2.1 SPSS, SAS and Stata
SPSS, SAS and Stata don’t provide public documentation of their file formats, so we rely on a few good eggs reverse engineering the file formats to be able to read these dirrectly into R. The two most used R packages for accessing these datasets are haven and foreign.
2.1.1 haven
Haven enables R to read and write various data formats used by other statistical packages by wrapping the fantastic ReadStat C library written by Evan Miller. Haven is part of the tidyverse.
Pros
Labelled datasets!
Good support for recent file formats, and good translation of data types into appropriate R classes.
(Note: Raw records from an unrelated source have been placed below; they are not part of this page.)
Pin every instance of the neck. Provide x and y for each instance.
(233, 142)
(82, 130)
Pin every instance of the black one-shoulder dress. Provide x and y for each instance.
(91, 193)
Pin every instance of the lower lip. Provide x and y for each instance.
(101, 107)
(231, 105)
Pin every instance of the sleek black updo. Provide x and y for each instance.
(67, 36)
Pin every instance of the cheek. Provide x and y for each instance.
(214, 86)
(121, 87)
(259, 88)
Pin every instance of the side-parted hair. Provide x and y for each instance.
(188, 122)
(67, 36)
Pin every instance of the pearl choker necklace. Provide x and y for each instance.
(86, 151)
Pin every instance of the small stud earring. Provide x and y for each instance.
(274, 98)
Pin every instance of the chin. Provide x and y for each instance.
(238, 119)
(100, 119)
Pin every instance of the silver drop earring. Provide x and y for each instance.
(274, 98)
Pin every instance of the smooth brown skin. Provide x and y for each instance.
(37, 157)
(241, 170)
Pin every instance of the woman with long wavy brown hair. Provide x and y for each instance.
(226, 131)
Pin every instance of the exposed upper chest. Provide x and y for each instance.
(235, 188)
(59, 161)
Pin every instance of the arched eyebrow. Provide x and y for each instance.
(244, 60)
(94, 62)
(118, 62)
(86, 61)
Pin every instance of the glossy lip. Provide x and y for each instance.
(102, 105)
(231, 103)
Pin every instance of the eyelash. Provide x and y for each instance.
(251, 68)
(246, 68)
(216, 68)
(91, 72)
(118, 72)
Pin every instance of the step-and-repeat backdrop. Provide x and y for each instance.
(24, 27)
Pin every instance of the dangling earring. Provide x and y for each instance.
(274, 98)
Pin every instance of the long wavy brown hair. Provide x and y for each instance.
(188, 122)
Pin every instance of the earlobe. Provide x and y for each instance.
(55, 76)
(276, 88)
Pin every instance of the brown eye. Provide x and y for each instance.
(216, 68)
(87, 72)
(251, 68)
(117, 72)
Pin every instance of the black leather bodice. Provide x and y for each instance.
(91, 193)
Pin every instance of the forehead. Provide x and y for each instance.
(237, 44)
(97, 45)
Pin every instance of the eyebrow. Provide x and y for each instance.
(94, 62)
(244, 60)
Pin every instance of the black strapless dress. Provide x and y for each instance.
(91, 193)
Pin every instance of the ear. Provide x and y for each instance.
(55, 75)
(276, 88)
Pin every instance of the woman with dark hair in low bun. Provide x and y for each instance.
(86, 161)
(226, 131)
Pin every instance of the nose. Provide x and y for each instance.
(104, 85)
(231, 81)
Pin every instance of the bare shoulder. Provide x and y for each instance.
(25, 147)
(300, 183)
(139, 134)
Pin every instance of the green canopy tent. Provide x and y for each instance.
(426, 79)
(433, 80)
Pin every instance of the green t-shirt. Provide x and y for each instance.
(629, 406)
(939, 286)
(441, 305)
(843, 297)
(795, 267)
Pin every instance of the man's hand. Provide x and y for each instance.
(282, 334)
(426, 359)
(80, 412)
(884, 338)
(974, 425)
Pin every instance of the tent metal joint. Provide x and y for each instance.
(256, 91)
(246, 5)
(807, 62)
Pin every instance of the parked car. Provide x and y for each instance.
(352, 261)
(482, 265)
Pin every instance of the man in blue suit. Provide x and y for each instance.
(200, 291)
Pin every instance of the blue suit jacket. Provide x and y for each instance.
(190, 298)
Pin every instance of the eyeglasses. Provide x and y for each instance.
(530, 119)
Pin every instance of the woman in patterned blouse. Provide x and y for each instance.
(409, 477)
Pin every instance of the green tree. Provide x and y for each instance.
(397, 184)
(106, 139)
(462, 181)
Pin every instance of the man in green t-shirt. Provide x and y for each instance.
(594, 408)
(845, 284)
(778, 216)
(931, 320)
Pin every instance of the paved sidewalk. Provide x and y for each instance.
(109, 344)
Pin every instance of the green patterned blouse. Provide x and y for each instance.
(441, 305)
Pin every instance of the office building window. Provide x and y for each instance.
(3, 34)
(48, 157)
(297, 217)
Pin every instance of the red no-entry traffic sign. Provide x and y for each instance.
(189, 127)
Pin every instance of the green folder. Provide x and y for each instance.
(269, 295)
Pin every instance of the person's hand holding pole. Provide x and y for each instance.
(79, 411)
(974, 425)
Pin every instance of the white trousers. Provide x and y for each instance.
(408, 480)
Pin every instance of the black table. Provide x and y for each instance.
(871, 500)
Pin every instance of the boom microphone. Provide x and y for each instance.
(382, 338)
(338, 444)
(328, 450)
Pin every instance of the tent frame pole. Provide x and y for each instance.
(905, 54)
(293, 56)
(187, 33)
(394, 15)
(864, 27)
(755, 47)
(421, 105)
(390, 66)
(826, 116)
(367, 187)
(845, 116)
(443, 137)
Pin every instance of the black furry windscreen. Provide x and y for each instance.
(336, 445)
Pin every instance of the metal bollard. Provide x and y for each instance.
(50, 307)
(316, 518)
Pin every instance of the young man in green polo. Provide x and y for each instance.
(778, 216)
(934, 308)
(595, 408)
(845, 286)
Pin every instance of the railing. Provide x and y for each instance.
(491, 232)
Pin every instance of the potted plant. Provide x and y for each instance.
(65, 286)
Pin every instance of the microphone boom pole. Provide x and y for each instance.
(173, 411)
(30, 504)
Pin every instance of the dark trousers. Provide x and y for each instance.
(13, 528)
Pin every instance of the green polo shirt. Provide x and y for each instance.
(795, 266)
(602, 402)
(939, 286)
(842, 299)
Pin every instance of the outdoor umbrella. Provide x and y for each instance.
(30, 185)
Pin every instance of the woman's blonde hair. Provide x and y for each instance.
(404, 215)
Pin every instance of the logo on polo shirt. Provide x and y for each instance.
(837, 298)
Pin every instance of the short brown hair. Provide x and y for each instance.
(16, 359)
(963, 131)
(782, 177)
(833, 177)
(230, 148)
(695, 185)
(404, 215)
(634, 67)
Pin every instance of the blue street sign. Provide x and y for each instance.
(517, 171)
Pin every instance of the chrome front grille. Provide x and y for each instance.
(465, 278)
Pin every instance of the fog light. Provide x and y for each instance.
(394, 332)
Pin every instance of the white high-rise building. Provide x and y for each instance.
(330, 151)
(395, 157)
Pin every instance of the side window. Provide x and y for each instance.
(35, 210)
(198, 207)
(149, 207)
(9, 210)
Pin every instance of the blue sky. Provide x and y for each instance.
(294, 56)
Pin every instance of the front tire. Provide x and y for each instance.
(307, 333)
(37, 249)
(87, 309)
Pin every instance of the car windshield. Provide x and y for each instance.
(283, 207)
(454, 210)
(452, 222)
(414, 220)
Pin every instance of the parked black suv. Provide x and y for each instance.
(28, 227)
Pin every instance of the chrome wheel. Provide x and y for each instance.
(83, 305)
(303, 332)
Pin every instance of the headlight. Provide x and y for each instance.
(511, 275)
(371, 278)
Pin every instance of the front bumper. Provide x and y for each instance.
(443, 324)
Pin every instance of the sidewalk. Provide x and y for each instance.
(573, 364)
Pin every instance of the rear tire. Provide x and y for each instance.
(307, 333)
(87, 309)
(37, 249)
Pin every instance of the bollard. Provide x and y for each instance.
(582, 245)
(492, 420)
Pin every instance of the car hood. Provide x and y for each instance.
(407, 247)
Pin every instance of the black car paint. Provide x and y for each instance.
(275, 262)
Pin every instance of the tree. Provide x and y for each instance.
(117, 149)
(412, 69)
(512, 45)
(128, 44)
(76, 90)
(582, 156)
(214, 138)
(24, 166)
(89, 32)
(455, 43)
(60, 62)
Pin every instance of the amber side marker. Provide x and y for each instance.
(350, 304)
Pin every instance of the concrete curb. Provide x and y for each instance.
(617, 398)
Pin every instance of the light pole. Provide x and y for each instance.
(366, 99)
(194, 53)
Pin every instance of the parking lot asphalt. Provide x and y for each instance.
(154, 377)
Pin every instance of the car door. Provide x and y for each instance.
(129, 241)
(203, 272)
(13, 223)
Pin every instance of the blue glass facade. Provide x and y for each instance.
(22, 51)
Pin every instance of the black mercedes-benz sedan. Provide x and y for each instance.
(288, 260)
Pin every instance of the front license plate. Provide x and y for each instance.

Supports writing as well as reading.
Cons
For the non-tidyverse fans - deeply embedded in the tidyverse way of doing things.
Somewhat stable, but still has the occasional breaking change.
Examples
The example below reads the GSS dataset in both SPSS and Stata formats.
Note the inclusion of the user_na = TRUE
for reading SPSS files. By default read_sav()
converts user tagged NA
values to NA
in R - setting user_na = TRUE
retains these values. We’ll go into more detail on working with tagged missing values in section 3.1.2.
2.1.2 foreign
Reading and writing data stored by some versions of ‘Epi Info’, ‘Minitab’, ‘S’, ‘SAS’, ‘SPSS’, ‘Stata’, ‘Systat’, ‘Weka’, and for reading and writing some ‘dBase’ files.
Pros
Extremely stable.
Supported and developed by the R Core Team.
Supports additional file formats not supported by haven.
Cons
Splits long character variables into 255 character variables.
Inconsistent support for newer file formats (e.g. no support for Stata after version 12).
Difficult to use categorical labels without converting to factors.